Granted, most companies do stand by their products and repair or replace, no questions asked.The stores present the problem. They make the money from the sale and then turn their back on you when the product they pimped doesn’t work? That’s wrong. If a manufacturer’s defect is the culprit, the store should accept responsibility then deal with the manufacturer themselves- sending us happily on our way with a replacement product or our money back. That’s plain good customer service.
But what if the manufacturers themselves throw up their hands?? I called Burton today. My heated Mighty pants sprang a split in the inseam. Arrgggghhh. Looked down one day and there it was. Here’s what I learned about Burton’s touted W48 warranty program: 1)You have to have an original receipt with the price so make sure if it’s a gift you ask them how much they paid. (Do you know where your clothing receipts are two or three seasons later? Not to mention if you buy a jacket for your son, it goes to his brother and then to your nephew. Where’s the receipt then?); 2) The product has to cost more than $200 or you’re SOL after the first season; 4) If you bought it from Craigslist, eBay, or any other “unauthorized” retailer you’re also SOL and 5) They don’t repair only REPLACE. So if you really loved your jacket or pant and it fit you better than anything you’ve ever worn, too bad. Don’t get attached. They’ll send you whatever they have in stock to replace it with. I don’t want new or different pants. I want the ones I have. To be honest, I didn’t pay for them so I couldn’t get them replaced anyway. But they’re worth a lot to me.
Even if I fixed them myself, I can’t even send them the receipt for reimbursement. “We just don’t do that, ” said the CS agent. Do What? Stand by your gear? Believe in your own products enough to say, that’s one bad apple; we’ll fix it? At this point, it’s not about my personal pants, it’s about a company’s policy.
Bottomline- If you do shop or gift Burton, do so at your own risk.
Built to last. That’s the mantra. You spend $300+ on a jacket or pants, you don’t expect to toss them in a year. Ok, I know that many of you do because it’s too much of a hassle and causes too much stress to get something fixed. My broken pearl strand is going on its fifth year in a box.
But if you knew that a company stood by what they make, you would believe in the company. You would always shop them first. You would trust that it wouldn’t fall apart in a year. A lifetime warranty says our products will last a lifetime. That includes hand-me-downs, resells and give aways. It’s the life of the product, not YOUR lifetime. It shouldn’t matter where you purchase something. The product should be the same quality regardless of where it was purchased. That company put the product into the market. If it’s faulty, they need to own it. I understand normal wear and tear. But a popped snap, busted zipper, unraveling seam, these shouldn’t happen. This economy is too fragile to be purchasing disposable items.

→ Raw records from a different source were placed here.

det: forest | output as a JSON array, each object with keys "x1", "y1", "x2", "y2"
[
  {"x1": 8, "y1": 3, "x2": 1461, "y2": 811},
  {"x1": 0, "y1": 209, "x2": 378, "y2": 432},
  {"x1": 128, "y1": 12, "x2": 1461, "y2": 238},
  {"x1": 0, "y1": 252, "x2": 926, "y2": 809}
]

In conclusion, I would like to give a shout out to Obermeyer, High Sierra, and White Sierra for standing by the products they make- no questions asked, no receipts required. And BOO to Burton.

P.S. Super props to Affliction Clothing. I had a broken zipper, sent them a short email with a photo and got this response:

Dear Jill,

Please return the item(s) to us for exchange. Please write on a note to us what you would like in exchange (the same item) including size, model number and color. Please also include your full name and mailing address so we can mail the item back to you and mark it as defective in the note.
Please use this return shipping label to mail the item back to us so you don’t have to pay for the postage.